Mellon was born in Birmingham, to a French father. At the age of 12 he joined the band at the Theatre Royal in that town, becoming leader at 16 before moving to London in 1844. He studied with Bernhard Molique in Stuttgart then returned to London to play the violin in the opera and other orchestras, and afterwards became leader of the ballet at the Royal Italian Opera, Covent Garden. Next, he was director of the music at the Haymarket and Adelphi theatres. He was subsequently conductor of the Royal English Opera, managed by singers Louisa Pyne and William Harrison who in 1859 produced his opera, "Victorine", at Covent Garden. He was conductor of the Musical Society, and of the Promenade Concerts, which for several seasons were given under his name at Covent Garden. In September 1865, he was chosen conductor of the Liverpool Philharmonic Society.
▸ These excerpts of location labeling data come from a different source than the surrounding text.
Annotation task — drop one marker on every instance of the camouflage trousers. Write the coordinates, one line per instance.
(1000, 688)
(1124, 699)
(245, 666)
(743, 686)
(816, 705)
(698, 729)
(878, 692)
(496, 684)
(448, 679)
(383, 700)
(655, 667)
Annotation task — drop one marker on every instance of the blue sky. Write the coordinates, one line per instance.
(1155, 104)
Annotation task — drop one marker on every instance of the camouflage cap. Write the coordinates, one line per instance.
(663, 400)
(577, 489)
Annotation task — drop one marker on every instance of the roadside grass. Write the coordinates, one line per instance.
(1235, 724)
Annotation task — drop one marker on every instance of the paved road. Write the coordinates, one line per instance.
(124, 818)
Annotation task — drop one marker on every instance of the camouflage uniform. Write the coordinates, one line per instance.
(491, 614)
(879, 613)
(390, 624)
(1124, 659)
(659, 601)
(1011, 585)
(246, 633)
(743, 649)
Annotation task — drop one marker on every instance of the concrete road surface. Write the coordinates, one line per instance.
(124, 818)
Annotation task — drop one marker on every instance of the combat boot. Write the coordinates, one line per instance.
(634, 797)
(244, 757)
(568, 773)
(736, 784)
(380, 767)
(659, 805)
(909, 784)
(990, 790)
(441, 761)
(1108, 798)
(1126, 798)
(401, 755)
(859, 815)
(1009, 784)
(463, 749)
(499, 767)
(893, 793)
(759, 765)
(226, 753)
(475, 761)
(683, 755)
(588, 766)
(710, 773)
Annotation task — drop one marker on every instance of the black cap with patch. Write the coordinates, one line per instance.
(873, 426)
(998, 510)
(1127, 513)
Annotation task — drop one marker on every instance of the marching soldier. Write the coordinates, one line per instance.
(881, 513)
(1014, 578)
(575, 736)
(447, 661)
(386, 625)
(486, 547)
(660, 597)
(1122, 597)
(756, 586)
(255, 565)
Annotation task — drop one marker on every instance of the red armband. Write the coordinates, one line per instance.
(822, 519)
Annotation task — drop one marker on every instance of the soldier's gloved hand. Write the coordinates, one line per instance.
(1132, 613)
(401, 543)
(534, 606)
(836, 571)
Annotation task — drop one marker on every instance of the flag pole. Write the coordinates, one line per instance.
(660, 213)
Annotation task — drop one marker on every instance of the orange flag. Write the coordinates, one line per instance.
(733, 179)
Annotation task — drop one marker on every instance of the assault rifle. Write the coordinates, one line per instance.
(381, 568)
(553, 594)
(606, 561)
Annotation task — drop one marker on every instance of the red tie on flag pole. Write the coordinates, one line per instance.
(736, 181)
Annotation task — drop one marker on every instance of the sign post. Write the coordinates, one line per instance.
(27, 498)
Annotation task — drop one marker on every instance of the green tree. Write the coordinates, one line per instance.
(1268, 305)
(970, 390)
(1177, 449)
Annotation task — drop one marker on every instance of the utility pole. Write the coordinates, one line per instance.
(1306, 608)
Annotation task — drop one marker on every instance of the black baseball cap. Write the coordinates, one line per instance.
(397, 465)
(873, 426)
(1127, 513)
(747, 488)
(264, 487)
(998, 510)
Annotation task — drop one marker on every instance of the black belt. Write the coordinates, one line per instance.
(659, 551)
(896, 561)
As a composer, Mellon wrote two operas - The Irish Dragoon (1845) and Victorine (1859), string quartets, piano pieces, glees (including 'Crown'd with clusters of the vine', 1850), ballads and songs for plays and farces.

He married Sarah Woolgar, a well-known actress on 28 July 1855. There were two daughters, the younger of which, Mary Woolgar Mellon, also became an actress. Mellon died at his home at The Vale, Chelsea, and is buried in Brompton Cemetery, London. He was so well-known and respected that thousands attended his funeral.